Claude c'est notre Jean Rochefort. C'est Monsieur Rochefort-grand-comédien qui fait un tout petit peu de place à Jeannot-l'espiègle, pour laisser friser son œil dans les jours où son Alzheimer est de bonne humeur.

Car c'est de cela qu'il s'agit. De cette démence qui s'empare de vous de façon sournoise et qui vous permet de donner l'illusion, auprès d'inconnus qui ne connaissent pas votre histoire, d'une fraîcheur d'esprit qui s'épanouit dans des délires dont la famille fait souvent les frais.

Carole, la fille de Claude, c'est une Sandrine Kiberlain émouvante et juste.

Pour Claude, elle est à la fois sa béquille et sa poupée de chiffon dans laquelle il plante des banderilles trempées dans le sarcasme. Et se pose cette douloureuse question de savoir si, et comment, on peut maintenir à son domicile une personne atteinte de cette maladie. Carole fait tout ce qu'elle peut, elle tient la boutique, elle recrute les dames de compagnie les plus méritantes, elle est présente, elle contourne les obstacles que représente l'absence de ceux qui devraient être là.

Et Claude est très bien comme ça, et même qu'il n'a pas besoin qu'on l'aide !

Le film est tiré de la pièce de Florian Zeller "Le père" qu'a interprété l'immense Robert Hirsch au théâtre avec Isabelle Gélinas à ses côtés, jusqu'à ce qu'un pépin de santé sur scène l'oblige à baisser le rideau. Mais ce n'est pas du théâtre filmé que nous propose Philippe Le Guay. Il nous invite à un vrai voyage dans la tête de Claude avec ses fantaisies, ses fantasmes, ses a priori pour le jus d'orange de Floride et ses hantises, comme le riz au lait.

Jean Rochefort campe un vieillard désorienté jusque dans la démarche, et Jeannot-l'espiègle nous offre de ces coups de gueule truculents qui contrastent magistralement avec les regards perdus et chargés d'innocence de Claude.

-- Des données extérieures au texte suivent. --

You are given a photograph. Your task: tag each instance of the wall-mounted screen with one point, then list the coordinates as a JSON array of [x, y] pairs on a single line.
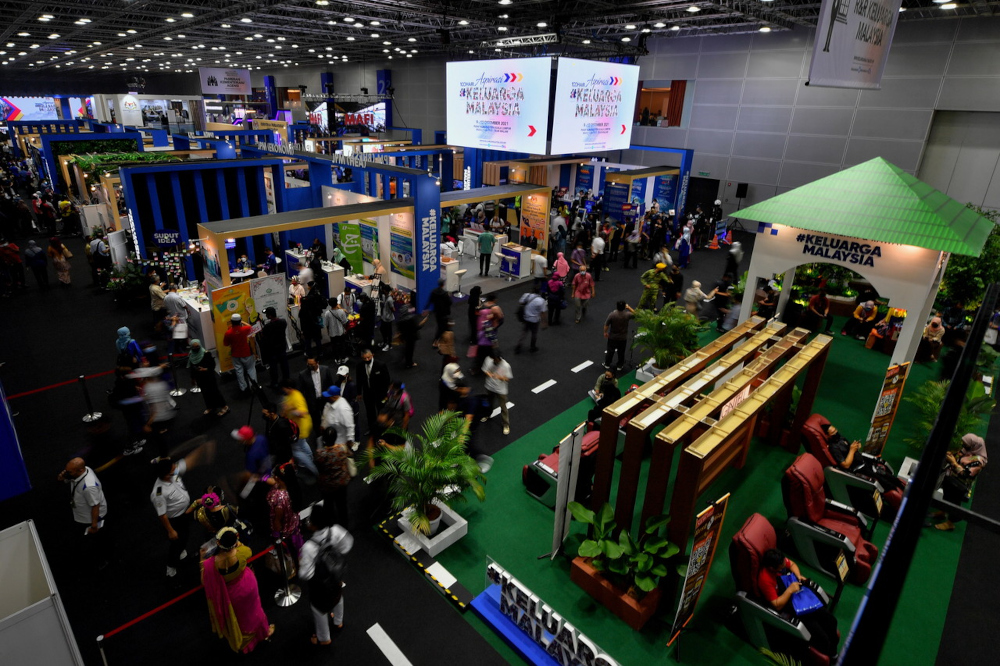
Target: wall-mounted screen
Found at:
[[499, 104], [594, 106]]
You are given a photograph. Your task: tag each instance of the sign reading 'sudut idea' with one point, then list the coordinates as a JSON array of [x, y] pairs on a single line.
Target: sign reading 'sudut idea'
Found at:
[[852, 43]]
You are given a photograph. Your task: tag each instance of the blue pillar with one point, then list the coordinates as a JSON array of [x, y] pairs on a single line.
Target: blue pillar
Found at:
[[271, 96]]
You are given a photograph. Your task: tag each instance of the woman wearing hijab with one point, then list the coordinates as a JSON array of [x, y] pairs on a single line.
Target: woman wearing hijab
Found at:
[[60, 256], [129, 352], [959, 474], [36, 260], [861, 323], [203, 369], [560, 268]]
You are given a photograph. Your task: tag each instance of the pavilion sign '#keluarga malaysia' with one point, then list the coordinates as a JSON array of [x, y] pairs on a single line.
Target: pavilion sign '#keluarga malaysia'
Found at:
[[560, 640]]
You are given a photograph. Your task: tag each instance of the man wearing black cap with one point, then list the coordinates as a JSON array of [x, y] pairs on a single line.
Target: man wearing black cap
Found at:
[[273, 346]]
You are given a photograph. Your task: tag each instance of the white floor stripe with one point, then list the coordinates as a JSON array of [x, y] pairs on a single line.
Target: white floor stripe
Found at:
[[542, 387], [389, 649]]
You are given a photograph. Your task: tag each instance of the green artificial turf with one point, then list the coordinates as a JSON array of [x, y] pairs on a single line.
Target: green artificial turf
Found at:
[[515, 529]]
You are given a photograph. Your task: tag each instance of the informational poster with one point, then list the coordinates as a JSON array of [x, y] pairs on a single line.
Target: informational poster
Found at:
[[707, 532], [584, 178], [227, 301], [535, 220], [28, 108], [369, 240], [268, 292], [615, 197], [594, 106], [664, 191], [885, 410], [499, 104], [213, 268], [224, 81], [852, 43]]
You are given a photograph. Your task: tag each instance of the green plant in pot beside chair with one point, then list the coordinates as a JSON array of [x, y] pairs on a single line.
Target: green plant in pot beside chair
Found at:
[[670, 334], [635, 566], [433, 465]]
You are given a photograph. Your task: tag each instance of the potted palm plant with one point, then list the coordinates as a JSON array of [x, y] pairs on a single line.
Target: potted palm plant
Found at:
[[431, 471], [670, 334]]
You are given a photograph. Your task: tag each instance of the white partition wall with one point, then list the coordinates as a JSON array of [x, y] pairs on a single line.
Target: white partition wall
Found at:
[[34, 628]]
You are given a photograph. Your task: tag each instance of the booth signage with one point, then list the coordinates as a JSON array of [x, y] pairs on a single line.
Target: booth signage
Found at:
[[885, 409], [167, 238], [852, 42], [224, 81], [561, 640], [707, 532]]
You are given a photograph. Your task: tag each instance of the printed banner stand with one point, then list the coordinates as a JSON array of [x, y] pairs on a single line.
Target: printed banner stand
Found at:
[[885, 409], [707, 530]]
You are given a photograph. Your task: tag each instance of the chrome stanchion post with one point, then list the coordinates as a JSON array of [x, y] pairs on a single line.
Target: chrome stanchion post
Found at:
[[288, 594], [177, 390], [91, 415]]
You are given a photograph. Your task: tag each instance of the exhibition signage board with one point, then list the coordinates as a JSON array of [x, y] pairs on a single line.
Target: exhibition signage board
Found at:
[[499, 104], [852, 43], [594, 105], [227, 301], [224, 81], [707, 532], [885, 410], [517, 613]]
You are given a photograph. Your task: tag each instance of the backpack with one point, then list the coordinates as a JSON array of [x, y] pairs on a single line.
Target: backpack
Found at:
[[325, 587]]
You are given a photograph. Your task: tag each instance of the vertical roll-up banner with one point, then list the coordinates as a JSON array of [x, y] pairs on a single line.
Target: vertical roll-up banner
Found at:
[[852, 43]]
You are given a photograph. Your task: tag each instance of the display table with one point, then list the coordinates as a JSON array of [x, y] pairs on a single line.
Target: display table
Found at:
[[515, 261], [199, 317], [450, 267]]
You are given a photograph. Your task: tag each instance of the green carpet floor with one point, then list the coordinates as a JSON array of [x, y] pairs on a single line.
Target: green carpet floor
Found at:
[[514, 529]]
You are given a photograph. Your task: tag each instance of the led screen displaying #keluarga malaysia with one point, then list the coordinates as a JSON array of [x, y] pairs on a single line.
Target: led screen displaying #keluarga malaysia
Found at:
[[499, 104], [594, 106]]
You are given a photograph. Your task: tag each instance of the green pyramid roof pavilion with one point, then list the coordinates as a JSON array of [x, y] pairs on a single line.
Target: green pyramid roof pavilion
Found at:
[[877, 201]]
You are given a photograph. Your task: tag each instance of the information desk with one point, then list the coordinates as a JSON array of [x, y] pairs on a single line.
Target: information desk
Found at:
[[515, 261], [471, 245], [199, 317]]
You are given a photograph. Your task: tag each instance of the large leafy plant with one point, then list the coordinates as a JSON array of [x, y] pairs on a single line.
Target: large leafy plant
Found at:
[[928, 400], [434, 465], [636, 565], [670, 334]]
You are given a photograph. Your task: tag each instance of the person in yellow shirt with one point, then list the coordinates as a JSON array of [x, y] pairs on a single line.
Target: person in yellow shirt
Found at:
[[295, 409]]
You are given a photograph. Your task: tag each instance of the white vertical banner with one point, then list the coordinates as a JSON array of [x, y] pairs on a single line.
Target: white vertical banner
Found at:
[[852, 43]]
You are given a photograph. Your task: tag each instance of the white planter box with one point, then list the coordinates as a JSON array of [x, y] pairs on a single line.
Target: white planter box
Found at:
[[454, 528]]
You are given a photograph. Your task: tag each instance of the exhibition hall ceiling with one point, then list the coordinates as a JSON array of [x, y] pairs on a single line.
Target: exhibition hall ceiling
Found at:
[[166, 35]]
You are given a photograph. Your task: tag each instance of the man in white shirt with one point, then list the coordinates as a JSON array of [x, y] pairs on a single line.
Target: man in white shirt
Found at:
[[171, 500], [338, 414], [89, 509]]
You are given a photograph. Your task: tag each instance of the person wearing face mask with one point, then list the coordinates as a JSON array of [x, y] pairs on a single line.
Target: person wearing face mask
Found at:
[[202, 366]]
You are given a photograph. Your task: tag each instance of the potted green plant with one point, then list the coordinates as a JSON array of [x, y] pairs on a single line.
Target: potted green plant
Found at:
[[670, 334], [432, 470], [619, 571]]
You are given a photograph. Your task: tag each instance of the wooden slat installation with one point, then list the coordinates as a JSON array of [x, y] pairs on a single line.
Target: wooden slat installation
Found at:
[[666, 381]]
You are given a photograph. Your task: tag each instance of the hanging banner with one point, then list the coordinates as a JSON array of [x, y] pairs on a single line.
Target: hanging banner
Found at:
[[885, 410], [615, 196], [852, 43], [369, 240], [664, 191], [224, 81], [707, 531], [535, 220], [226, 302], [268, 292], [584, 178]]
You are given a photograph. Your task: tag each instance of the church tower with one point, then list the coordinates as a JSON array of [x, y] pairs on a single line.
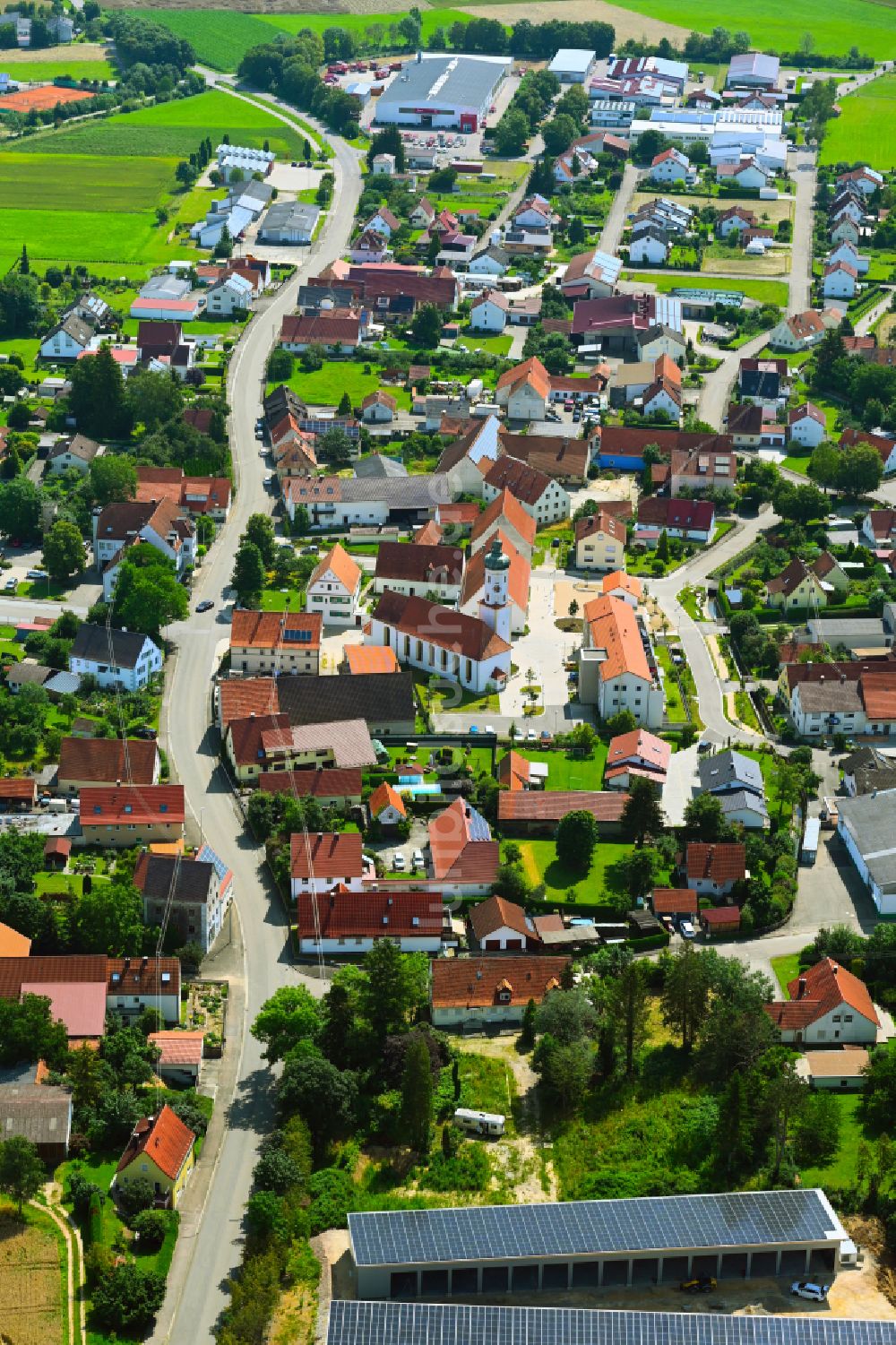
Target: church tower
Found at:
[[494, 608]]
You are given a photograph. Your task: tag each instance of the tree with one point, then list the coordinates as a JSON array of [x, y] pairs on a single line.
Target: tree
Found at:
[[128, 1297], [62, 550], [576, 838], [21, 507], [628, 1009], [109, 918], [642, 815], [262, 534], [426, 327], [21, 1170], [248, 576], [292, 1014], [685, 994], [416, 1095], [112, 479], [512, 134]]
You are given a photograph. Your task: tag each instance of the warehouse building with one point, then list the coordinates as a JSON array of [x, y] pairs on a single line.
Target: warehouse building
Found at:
[[455, 1323], [443, 91], [593, 1243]]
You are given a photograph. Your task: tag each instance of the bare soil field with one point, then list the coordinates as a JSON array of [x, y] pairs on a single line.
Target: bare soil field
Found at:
[[30, 1289], [625, 23]]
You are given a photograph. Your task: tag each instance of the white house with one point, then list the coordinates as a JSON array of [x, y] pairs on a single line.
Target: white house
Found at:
[[67, 340], [806, 426], [840, 280], [334, 588], [670, 166], [828, 1006], [488, 312], [229, 296], [650, 246], [115, 658]]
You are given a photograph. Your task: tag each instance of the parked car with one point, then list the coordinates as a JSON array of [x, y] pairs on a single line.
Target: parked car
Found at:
[[815, 1293]]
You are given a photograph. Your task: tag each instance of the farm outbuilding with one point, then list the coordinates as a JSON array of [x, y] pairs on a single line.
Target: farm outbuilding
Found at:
[[593, 1243]]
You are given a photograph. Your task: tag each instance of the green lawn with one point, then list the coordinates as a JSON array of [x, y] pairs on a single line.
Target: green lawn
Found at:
[[542, 865], [864, 131]]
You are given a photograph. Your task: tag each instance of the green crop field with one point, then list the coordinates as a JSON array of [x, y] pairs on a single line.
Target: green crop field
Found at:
[[834, 27], [174, 129], [864, 131]]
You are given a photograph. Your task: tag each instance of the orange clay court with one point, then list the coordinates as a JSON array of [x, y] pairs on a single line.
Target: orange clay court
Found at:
[[40, 99]]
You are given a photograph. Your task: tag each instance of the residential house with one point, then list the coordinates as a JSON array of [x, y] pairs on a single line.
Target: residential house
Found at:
[[193, 894], [73, 453], [378, 408], [615, 663], [796, 587], [490, 991], [506, 515], [523, 391], [828, 1006], [324, 859], [488, 312], [541, 496], [386, 806], [85, 762], [600, 542], [636, 754], [501, 926], [115, 658], [464, 858], [806, 426], [275, 642], [670, 166], [334, 588], [160, 1151], [343, 923], [713, 869], [435, 572], [67, 340], [131, 814], [437, 641]]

Voilà l'artiste !

Ça pourrait être plombé, et c'est léger comme un air de Mireille et Jean Sablon.

C'est astucieusement monté, c'est du cinéma sensible et intelligent.

Michel Deville doit certainement faire partie des références de Philippe Le Guay. Et il me semble qu'on n'a rien fagoté d'aussi juste et pointu sur les sentiments depuis, dans un autre genre, Le chat de Granier-Deferre, avec Gabin et Signoret.

Vous savez quoi ? J'imagine Jean Rochefort, nous la jouant Jeannot-l'espiègle, monter sur scène le 26 février 2016, avec son élégance et son sourire éclatant pour venir chercher son neuvième César, et nous jurer ses grands dieux qu'il ne l'a pas fait exprès.

NB: Floride sort le 12 août prochain, mais on l'a vu en avant-première.